MİLAT VE YÜZYIL ( ASIR ) KAVRAMLARI VE KULLANILIŞLARI

 

MİLAT KAVRAMI: 

Bugün dünyanın büyük kısmının kullandığı Miladi takvime başlangıç yani “0” yılı olarak kabul edilen olaydır. Bu takvimdeki son düzenlemeyi Papa 13. Geregorius yaptığı için takvim Hz. İsa’nın doğumu ile başlamaktadır. Zaten Milat kelimesi doğum anlamına gelmektedir.

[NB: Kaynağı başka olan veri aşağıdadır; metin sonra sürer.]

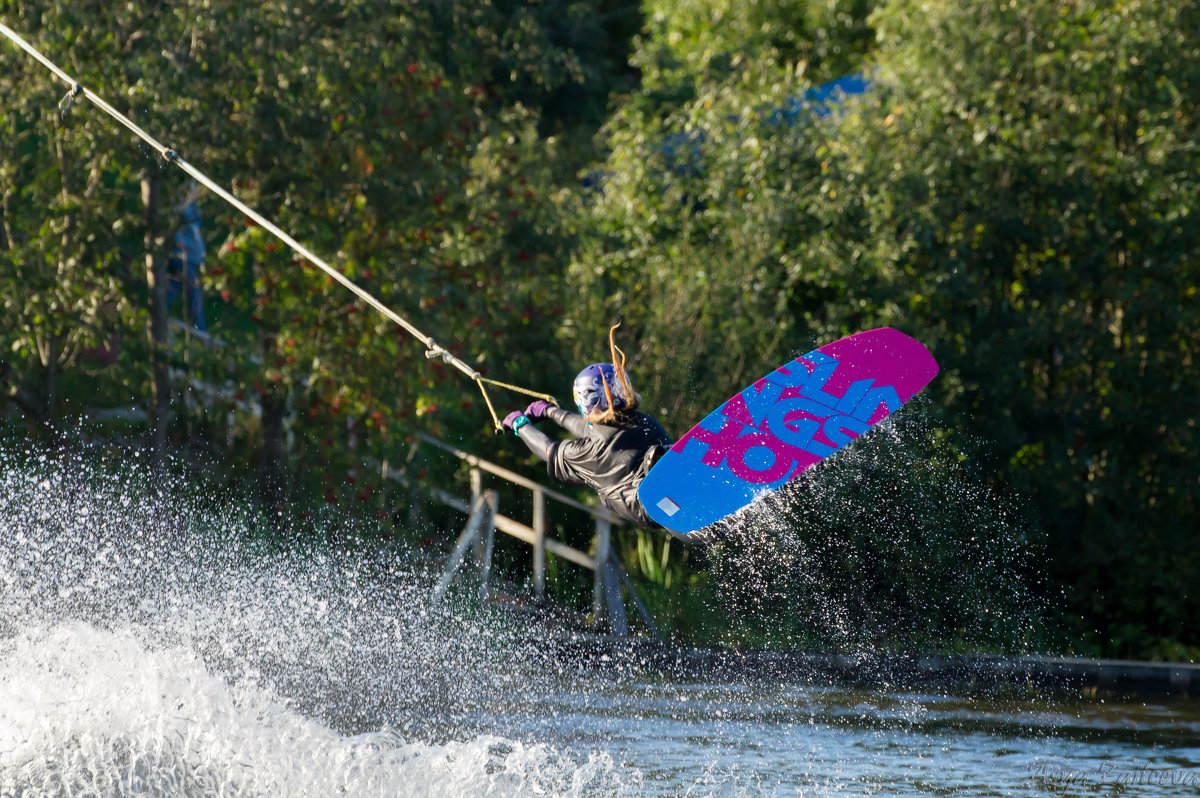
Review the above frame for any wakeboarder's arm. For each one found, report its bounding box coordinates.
[545,407,588,438]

Tarih’te Hz. İsa’nın doğumundan önce gerçekleşen olaylar Milattan önce ( MÖ ), Hz İsa’nın doğumundan sonra meydana gelen olaylar ise Milattan sonra ( MS ) ile gösterilir. öte yandan Milattan önceki bir tarihi mutlaka MÖ ile belirtmek zorundayken Milattan sonrası için böyle bir zorunluluk yoktur. 

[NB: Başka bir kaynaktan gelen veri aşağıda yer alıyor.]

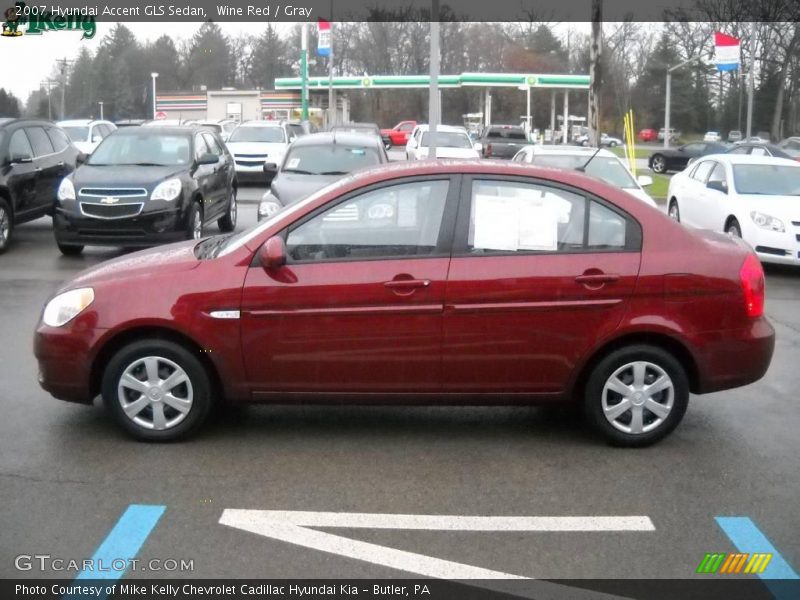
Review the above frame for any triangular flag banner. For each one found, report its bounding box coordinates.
[714,32,741,71]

Ayrıca Şu noktalara dikkat etmeliyiz:

  • Milattan Önceki tarihler, rakamsal değerler açısından günümüzden uzaklaştıkça büyümektedir.
  • Milattan sonra ise rakamlar büyüdükçe günümüze yaklaşmaktadır.
  • Milattan önceki iki tarih arasındaki farkı bulmak için iki rakam birbirinden çıkarılır.
  • Milattan önceki iki tarih arasındaki farkı bulmak için iki rakam birbirinden çıkarılır.
  • Tarihlerin biri milattan önce, diğeri milattan sonra ise aralarındaki farkı bulmak için bu rakamı toplarız.

 

YÜZYIL (ASIR) KAVRAMI: 

Zamanı daha kolay algılayabilmek, tarihi daha kolay araştırıp öğretebilmek (Tıpkı çağ kavramı gibi) için takvim yüzer yıllık dilimlere ayrılmıştır. yüzyıl konusunda hepimizin yaşadığı en büyük sıkıntı takvimin “0” dan başlaması ve ilk yüzyılın “0” ile “99” arasında yaşanmış olmasıdır. bu yüzden yapmamız gereken bir rakamı yüze bölüp bir eklemektir.

 

PRATİK YOL:

  • Bir tarihin son iki rakamını yok sayıp +1 ekliyoruz.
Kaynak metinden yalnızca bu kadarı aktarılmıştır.